The yen tumbled against the US dollar yesterday as Japan signalled it was ready to intervene in the currency market, while a drop in oil prices undercut stocks.

US stock indexes were little changed, as the energy sector dragged. Europe’s broad stock index gained as data showed German industrial orders rose more than expected in March.

Most US Treasury yields fell as investors lowered estimates that the Federal Reserve will raise interest rates in June, after a weaker-than-expected jobs report.

The Dow Jones industrial average was down 69.3 points, or 0.39 per cent, at 17,671.33, the S&P 500 was losing 2.51 points, or 0.12 per cent, at 2,054.63 and the Nasdaq Composite was adding 6.48 points, or 0.14 per cent, at 4,742.63.

Europe’s broad FTSEurofirst 300 index gained 0.4 per cent.
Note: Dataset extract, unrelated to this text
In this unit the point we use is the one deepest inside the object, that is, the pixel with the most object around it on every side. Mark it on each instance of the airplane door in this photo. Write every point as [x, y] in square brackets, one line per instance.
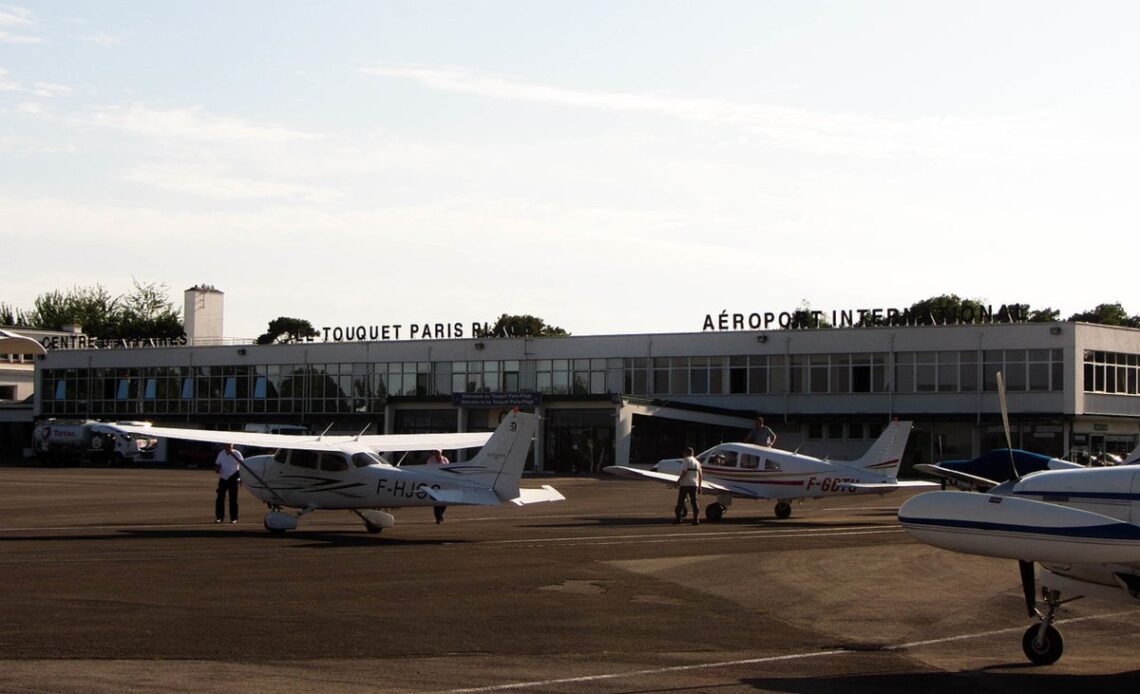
[1134, 499]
Germany’s DAX climbed 1.1 per cent.

MSCI’s world equity index slipped 0.2 per cent after posting its worst weekly performance since mid-February last week.

The US dollar gained 1.2 per cent against the yen, after the Japanese currency last week hit a one-and-a-half-year high against the greenback.

Against a basket of currencies, the dollar gained 0.2 per cent.

Oil prices fell as traders took in their stride the impact of wildfires on Canada’s oil output and after another inventory build at the US hub for crude futures delivery.

US crude dropped 2.3 per cent to $43.62 a barrel, while benchmark Brent dropped 3.3 per cent to $43.88 a barrel.